Congrats, Pappy. She is beautiful.


----------



## hollydolly (Jul 18, 2018)

Ooooooh she's is just a little beauty Pappy, what a little doll!! :love_heart:


----------



## Meanderer (Jul 18, 2018)

Congratulations, Great Grand Pappy!


----------



## JimW (Jul 19, 2018)

What a cutie! Congrats Pappy!


----------



## twinkles (Jul 19, 2018)

congratulations  pappy she is a doll


----------



## jujube (Jul 19, 2018)

Precious!


----------



## Gary O' (Jul 19, 2018)

just a little doll...so precious 

I'm stuck at 15 grandkids...but great grandkids?
Man, Pappy, yer old


----------



## AprilT (Jul 19, 2018)

Picture perfect.  Congrats to you and the rest of the family.


----------



## SeaBreeze (Jul 19, 2018)

How precious, congratulations Pappy to you and your family! :love_heart:


----------



## Pappy (Jul 20, 2018)

Thanks to all of you. And yes Gary, the fire down below is starting to fizzle out. Been hitched almost 61 years to a real sweetheart.


----------



## Gary O' (Jul 20, 2018)

Pappy said:


> Thanks to all of you. And yes Gary, the fire down below is starting to fizzle out. Been hitched almost 61 years to a real sweetheart.

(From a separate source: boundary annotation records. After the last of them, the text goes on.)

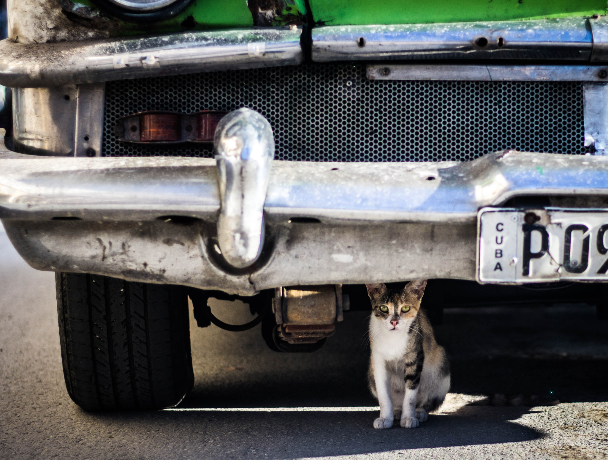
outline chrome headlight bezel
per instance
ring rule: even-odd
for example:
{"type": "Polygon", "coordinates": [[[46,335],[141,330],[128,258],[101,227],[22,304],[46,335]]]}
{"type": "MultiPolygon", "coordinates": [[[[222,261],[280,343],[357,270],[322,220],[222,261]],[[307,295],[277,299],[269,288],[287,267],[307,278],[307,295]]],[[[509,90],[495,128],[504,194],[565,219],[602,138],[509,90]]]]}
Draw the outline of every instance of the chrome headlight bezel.
{"type": "Polygon", "coordinates": [[[103,12],[131,23],[153,23],[171,19],[192,0],[93,0],[103,12]]]}
{"type": "Polygon", "coordinates": [[[117,7],[135,12],[150,12],[166,8],[177,0],[108,0],[117,7]]]}

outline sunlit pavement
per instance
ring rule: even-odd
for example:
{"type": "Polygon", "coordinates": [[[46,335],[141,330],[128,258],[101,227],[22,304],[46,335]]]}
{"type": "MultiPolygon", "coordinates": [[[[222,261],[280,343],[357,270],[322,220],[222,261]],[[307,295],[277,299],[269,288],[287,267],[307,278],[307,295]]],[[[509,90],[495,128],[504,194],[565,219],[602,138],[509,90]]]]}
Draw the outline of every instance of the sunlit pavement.
{"type": "MultiPolygon", "coordinates": [[[[591,307],[446,310],[442,413],[376,430],[365,312],[311,354],[268,349],[259,326],[191,318],[196,383],[176,409],[95,413],[65,389],[54,274],[28,267],[1,230],[0,293],[3,459],[608,458],[608,321],[591,307]]],[[[251,318],[240,304],[213,311],[251,318]]]]}

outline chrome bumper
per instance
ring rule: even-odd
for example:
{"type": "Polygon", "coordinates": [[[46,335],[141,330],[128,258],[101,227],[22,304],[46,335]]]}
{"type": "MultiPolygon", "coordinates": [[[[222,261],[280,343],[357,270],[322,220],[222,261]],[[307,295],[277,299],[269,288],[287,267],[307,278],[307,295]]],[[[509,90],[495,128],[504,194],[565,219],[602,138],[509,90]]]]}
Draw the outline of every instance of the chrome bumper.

But, old sir, you are soooooo cool, so cool
That's what's so wonderful about this site
You senior seniors give us mid and upstart seniors a light to show the way
Cheers to you, sir Pappy...yessir


----------



## Gary O' (Jul 20, 2018)

Gotta say right here...gonna call out a few elder seniors that rock this place
Meanderer...kills it
Falcon is a god...but a cool god
Pappy, of course
Ken N
AZ Jim
You guys are such a positive force that solidifies a rare dynamic to this site

there's others, I'm sure, but my memory.... well, I'm not far behind you guys

wait, Ken N is only in his early seventies....but still rocks


----------